In that west-facing big old 1960s kitchen that filled with gold from the lowering sun on summer evenings, silverbeet was the main competitor to cabbage in the battle of the boiled greens. We ate great fleur-de-lys sheaves of silverbeet, bought at the Victoria Market, and cooked in a big pot on a cream Chef stove until the white stalks had turned almost black from the leached leaf pigment. Cabbage on the other hand assumed an almost transparent appearance and had a faintly herbal aroma. It squeaked when you ate it. These over-cooked culinary relics are satirised by sophisticated modern foodies, but a hungry teenager took great satisfaction in the unadorned plainness of plenty.

My mother borrowed her rustic boiling technique from her own mother who, as a teenager on the family farm near Corowa had cooked for farm workers who were not fussed with sauces, blanching or exotic accompaniments. Not that they had a choice: the cook couldn't be fussed either. Nothing was tarted up: gravy for the roast mutton and salt for the vegetables. Later, simplicity was spurned when post-war affluence put overseas travel within reach of ordinary people, who discovered exotic ingredients and techniques in foreign lands.
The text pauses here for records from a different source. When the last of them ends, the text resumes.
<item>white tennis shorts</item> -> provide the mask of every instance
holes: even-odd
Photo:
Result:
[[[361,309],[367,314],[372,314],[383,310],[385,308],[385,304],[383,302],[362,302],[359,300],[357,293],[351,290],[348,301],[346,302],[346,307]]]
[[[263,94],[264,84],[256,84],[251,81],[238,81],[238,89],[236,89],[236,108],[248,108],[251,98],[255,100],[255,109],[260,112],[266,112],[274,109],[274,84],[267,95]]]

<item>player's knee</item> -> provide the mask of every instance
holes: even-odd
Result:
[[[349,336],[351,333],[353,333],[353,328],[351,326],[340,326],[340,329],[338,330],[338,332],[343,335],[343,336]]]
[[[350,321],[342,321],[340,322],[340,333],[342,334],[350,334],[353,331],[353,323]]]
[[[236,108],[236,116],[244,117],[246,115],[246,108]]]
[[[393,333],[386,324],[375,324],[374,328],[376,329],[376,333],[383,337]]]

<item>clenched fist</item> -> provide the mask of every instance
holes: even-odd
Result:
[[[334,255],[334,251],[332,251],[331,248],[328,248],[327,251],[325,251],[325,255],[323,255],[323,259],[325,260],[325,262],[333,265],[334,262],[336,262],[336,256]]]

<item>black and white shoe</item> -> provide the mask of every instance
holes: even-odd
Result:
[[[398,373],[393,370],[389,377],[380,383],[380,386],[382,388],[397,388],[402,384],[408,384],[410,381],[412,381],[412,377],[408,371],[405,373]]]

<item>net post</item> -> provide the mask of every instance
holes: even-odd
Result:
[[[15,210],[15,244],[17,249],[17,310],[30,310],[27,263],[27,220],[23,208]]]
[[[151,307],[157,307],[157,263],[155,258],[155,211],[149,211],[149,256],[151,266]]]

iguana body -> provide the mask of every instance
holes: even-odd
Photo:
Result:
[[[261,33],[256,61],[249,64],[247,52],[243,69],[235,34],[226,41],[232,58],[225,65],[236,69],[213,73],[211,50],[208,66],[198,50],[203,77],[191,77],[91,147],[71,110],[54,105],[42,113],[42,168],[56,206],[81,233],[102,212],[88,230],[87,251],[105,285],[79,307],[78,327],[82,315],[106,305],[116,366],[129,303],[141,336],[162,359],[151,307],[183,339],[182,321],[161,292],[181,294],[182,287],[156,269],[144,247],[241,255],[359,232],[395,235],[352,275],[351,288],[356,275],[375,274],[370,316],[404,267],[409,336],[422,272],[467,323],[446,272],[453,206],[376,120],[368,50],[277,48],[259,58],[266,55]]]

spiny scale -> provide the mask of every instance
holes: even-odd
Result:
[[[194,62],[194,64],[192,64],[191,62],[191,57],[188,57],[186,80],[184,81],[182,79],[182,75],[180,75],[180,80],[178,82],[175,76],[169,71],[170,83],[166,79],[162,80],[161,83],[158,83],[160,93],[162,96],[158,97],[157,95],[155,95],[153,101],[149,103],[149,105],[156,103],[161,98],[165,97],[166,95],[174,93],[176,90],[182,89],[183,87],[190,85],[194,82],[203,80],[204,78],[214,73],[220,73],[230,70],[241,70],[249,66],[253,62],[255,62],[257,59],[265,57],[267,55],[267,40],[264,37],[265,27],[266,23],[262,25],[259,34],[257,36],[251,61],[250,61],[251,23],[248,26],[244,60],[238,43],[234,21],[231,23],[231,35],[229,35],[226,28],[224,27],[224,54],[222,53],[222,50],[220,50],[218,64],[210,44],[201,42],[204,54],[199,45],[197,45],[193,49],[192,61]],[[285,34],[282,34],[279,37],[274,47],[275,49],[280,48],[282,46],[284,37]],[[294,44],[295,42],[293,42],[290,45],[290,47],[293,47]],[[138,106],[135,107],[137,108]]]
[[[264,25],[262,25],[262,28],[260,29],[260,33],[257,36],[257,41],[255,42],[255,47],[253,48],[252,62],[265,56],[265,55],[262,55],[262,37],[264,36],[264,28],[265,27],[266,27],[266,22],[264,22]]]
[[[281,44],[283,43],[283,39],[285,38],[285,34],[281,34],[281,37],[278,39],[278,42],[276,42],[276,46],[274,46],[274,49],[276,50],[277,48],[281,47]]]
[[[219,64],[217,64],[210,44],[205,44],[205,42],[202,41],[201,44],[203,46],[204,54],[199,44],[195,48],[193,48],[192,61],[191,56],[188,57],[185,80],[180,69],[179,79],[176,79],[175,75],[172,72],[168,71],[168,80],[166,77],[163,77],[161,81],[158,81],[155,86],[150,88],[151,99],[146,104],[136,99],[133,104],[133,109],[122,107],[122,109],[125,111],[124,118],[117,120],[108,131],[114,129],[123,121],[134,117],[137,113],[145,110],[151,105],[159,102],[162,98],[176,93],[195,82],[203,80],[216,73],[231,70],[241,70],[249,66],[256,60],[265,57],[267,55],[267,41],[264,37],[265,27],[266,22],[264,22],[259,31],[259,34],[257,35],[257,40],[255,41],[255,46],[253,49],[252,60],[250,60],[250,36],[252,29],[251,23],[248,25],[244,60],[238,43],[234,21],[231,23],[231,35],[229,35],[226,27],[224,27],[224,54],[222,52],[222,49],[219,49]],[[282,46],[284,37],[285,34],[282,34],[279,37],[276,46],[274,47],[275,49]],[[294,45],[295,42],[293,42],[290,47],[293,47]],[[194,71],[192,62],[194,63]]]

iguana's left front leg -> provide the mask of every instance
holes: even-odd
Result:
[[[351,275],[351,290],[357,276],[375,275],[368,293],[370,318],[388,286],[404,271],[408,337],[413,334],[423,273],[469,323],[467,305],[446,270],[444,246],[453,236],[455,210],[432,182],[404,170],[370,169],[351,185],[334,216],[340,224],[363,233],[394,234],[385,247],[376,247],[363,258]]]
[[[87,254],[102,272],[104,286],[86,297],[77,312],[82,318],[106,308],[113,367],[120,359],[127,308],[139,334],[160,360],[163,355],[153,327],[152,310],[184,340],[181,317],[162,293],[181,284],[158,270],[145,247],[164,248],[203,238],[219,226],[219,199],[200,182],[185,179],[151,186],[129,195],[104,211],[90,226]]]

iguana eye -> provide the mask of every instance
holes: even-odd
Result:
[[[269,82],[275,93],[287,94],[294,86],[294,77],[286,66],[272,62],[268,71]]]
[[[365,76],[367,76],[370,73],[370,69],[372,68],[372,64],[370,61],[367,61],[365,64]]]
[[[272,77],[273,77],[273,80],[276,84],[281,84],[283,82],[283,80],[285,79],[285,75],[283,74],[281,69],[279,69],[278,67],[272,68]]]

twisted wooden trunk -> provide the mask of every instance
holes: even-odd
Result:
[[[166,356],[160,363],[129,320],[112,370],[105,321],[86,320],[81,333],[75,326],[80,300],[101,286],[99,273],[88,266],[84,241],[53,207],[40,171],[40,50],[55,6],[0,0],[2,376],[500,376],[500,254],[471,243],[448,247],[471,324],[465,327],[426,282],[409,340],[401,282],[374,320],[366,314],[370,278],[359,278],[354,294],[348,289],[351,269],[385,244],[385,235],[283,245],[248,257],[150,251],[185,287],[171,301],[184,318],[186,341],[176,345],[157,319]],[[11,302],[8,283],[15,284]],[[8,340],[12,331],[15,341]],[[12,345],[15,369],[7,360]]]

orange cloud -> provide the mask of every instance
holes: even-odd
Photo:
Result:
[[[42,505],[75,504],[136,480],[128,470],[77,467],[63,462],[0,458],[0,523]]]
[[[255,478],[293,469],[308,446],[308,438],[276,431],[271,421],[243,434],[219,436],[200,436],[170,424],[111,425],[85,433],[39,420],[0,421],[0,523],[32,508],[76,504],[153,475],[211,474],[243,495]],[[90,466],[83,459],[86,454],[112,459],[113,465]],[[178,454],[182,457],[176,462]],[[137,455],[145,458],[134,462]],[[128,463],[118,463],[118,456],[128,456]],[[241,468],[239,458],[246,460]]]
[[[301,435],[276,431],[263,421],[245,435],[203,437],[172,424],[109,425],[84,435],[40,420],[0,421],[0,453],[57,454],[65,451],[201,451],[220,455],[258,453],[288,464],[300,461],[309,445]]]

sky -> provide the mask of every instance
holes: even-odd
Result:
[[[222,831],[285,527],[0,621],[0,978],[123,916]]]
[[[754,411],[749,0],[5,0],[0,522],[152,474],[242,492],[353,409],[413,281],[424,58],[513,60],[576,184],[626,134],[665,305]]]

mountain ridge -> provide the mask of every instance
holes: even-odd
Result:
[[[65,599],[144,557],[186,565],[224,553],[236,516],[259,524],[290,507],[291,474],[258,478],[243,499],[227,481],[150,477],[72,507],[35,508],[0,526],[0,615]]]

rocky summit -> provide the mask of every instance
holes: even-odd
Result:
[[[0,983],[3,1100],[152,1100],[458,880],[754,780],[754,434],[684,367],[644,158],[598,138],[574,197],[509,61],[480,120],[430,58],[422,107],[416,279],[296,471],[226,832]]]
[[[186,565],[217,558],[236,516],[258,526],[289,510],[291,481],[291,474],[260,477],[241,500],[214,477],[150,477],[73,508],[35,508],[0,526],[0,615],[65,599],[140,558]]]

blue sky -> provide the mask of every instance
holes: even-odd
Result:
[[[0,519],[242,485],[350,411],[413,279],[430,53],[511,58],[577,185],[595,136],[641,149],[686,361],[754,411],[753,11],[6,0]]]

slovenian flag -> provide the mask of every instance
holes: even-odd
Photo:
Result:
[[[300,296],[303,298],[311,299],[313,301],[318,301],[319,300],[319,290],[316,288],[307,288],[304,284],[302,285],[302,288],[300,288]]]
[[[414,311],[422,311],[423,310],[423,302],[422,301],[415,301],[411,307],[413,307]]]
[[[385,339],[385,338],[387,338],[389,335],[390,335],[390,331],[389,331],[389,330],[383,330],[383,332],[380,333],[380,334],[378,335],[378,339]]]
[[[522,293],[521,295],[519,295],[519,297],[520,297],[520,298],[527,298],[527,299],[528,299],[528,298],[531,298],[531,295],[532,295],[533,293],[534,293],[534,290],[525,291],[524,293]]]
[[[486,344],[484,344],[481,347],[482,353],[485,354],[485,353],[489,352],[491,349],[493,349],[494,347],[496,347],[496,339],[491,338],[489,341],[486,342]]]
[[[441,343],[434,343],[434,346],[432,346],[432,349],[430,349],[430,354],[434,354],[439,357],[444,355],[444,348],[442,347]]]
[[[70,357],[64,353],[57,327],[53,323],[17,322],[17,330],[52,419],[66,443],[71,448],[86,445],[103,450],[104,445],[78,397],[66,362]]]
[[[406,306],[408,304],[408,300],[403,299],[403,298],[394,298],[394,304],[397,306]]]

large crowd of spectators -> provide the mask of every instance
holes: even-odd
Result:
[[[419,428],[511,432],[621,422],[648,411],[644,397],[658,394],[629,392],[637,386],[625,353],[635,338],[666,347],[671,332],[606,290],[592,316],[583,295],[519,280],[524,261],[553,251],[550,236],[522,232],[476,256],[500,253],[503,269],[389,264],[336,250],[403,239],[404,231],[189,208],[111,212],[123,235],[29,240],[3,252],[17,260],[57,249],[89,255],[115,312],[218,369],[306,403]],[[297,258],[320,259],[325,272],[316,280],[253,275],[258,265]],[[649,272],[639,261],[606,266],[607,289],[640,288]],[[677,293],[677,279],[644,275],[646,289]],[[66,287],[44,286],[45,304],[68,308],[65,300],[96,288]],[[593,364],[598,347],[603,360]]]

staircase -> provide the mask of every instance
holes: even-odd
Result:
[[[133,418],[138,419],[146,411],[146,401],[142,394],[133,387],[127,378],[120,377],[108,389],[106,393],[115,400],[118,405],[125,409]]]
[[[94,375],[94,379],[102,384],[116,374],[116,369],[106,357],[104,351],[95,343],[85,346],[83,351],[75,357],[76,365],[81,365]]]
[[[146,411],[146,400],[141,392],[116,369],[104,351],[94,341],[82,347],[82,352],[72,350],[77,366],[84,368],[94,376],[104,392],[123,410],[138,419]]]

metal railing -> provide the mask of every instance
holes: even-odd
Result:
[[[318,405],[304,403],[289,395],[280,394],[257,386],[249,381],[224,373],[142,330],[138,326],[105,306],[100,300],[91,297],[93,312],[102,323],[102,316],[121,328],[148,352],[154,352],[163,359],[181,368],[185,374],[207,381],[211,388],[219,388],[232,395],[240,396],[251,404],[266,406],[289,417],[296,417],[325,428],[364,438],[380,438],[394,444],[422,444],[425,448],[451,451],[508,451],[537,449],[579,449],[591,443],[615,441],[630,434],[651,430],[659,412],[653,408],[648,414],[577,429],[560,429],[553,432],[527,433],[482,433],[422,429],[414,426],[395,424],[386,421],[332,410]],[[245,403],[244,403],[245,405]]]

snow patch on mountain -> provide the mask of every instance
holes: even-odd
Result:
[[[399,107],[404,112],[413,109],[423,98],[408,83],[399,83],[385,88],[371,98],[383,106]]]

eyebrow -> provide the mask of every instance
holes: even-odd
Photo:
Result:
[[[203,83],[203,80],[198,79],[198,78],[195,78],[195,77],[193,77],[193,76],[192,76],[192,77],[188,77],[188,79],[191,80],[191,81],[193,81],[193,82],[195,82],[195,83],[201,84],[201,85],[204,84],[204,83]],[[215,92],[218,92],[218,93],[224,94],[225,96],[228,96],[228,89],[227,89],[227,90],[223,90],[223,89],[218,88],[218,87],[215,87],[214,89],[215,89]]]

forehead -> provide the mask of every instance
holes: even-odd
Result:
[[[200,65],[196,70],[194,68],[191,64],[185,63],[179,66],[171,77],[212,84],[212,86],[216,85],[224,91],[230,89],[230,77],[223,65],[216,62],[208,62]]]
I cooked the following recipe the other night but sometimes my inner Quaker yearns for the unadorned plainness of simpler food.

Silverbeet and three-cheese pastries.

Silverbeet's rustic earthiness is tamed and turned into a creamy Mediterranean marvel in this cheese-laden, pastry-encased taste sensation.

Shear the green leaves of a bunch of silverbeet from its white stalks (such a waste) and chop roughly. Boil and drain. Transfer to a large bowl and combine with a tub of cream cheese, half a cup of soft goat's cheese, half a cup of grated parmesan cheese, a handful of chopped parsley, a finely chopped onion, two cloves of garlic and an egg. Plenty of salt and pepper.

Allow several sheets of frozen puff pastry to thaw; arrange filling in one diagonal half of each and fold the other half over to make a triangle. Transfer carefully to a lined baking tray. Thumb-press to seal, making a scalloped edge. Brush with melted butter, scatter with sesame seeds, and bake 45 minutes or until browned.